Hines married the late Arthur Hines and moved to Avon Park, Florida. During the Great Migration of the 1930s and 1940s, the Hines family moved to Detroit, Michigan to seek better social and economic opportunities. Hines worked on airplanes as a riveter during World War II in 1946, before enrolling in Bee Dew Beauty College and receiving her beauty culture license in 1947. In 1948, Hines opened her own salon called L. Hines Beauty Shop in Detroit. Hines had a natural talent for clothing design and taught herself how to sew at an early age. She was an accomplished, self-trained seamstress, being able to make clothing without using patterns. Hines also found ways to express her creativity through painting and wood carving.
At over 113 years old, Hines maintains memberships in numerous civic and social community service groups, including Amvets Auxiliary, the National Association for the Advancement of Colored People, the Order of the Eastern Star Prince Hall Affiliation and the Red Hat Society.

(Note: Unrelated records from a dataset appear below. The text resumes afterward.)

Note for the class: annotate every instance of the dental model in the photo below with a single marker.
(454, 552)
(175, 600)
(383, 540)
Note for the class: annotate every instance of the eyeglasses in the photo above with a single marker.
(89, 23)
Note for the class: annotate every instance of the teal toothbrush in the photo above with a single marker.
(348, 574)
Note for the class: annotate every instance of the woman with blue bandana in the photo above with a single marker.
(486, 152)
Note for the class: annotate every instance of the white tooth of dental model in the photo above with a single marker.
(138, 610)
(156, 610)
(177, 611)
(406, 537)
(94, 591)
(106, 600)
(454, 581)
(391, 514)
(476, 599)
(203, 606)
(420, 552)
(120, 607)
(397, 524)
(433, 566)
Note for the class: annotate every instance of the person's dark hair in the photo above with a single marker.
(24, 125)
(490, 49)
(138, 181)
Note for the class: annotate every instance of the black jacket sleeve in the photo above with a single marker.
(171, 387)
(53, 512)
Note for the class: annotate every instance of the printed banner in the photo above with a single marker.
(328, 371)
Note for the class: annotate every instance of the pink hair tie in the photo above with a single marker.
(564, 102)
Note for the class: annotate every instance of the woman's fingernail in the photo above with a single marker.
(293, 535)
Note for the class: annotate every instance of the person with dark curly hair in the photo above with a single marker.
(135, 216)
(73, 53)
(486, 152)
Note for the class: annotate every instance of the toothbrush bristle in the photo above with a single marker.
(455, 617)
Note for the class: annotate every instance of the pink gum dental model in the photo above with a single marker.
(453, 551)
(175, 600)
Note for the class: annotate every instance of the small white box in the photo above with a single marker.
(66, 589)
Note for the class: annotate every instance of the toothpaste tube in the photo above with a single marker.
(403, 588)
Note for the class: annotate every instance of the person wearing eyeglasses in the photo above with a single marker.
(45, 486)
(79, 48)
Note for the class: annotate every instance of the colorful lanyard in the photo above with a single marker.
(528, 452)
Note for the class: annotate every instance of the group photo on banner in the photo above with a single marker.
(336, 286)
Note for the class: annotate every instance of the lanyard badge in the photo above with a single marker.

Hines is one of two centenarians featured in two chapters of a book entitled "If I Live to be 100: Lessons from the Centenarians (2004)" by Neenah Ellis, which has been published in several languages. Hines resides in Detroit, where she is a member of Hartford Memorial Baptist Church and a member of the April Birth Month, All States Club, Hartford Women United and Mothers’ Board ministries.
Louisiana Hines was interviewed by The HistoryMakers on June 30, 2007.
Louisiana Hines passed away on February 1, 2013.